I\'m trying to read a text file and split the words individually using string tokenizer utility in java.
The text file looks like this;
a 2000
4
b
You need to use hasMoreTokens() method. Also addressed various coding standard issues in your code as pointed out by JB Nizet
import java.io.BufferedReader;
import java.io.FileReader;
import java.io.IOException;
import java.util.ArrayList;
import java.util.StringTokenizer;
public class TestStringTokenizer {
/**
* @param args
* @throws IOException
*/
public static void main(String[] args) throws IOException {
String fileSpecified = args[0];
fileSpecified = fileSpecified.concat(".txt");
String line;
System.out.println ("file Specified = " + fileSpecified);
ArrayList <String> words = new ArrayList<String> ();
BufferedReader br = new BufferedReader (new FileReader (fileSpecified));
try{
while ((line = br.readLine()) != null) {
StringTokenizer token = new StringTokenizer (line);
while(token.hasMoreTokens())
words.add(token.nextToken());
}
} catch (IOException e) {
System.out.println (e.getMessage());
e.printStackTrace();
} finally {
br.close();
}
for (int i = 0; i < words.size(); i++) {
System.out.println ("words = " + words.get(i));
}
}
}
a) You always have to check StringTokenizer.hasMoreTokens() first.

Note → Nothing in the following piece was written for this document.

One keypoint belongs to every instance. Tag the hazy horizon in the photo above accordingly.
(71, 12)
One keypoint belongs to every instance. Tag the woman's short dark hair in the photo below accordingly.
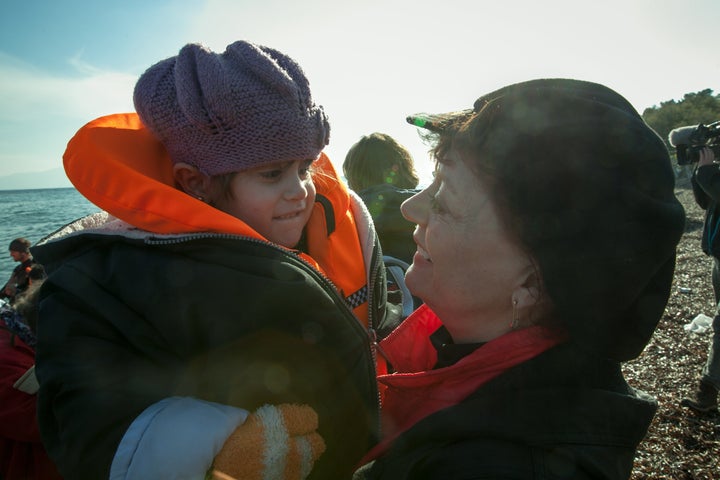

Throwing NoSuchElementException
is the documented behaviour if no more tokens are available:
token = new StringTokenizer (line);
while(token.hasMoreTokens())
words.add(token.nextToken());
b) don't create a new Tokenizer for every line, unless your file is too large to fit into memory. Read the entire file to a String and let the tokenizer work on that
This problem is due to the fact that you don't test if there is a next token before trying to get the next token. You should always test if hasMoreTokens()
before returns true
before calling nextToken()
.
But you have other bugs :
Your general approach seems sound, but you have a basic problem in your code.
Your parser is most likely failing on the second line of your input file. This line is a blank line, so when you call words.add(token.nextToken());
you get an error, because there are no tokens. This also means you'll only ever get the first token on each line.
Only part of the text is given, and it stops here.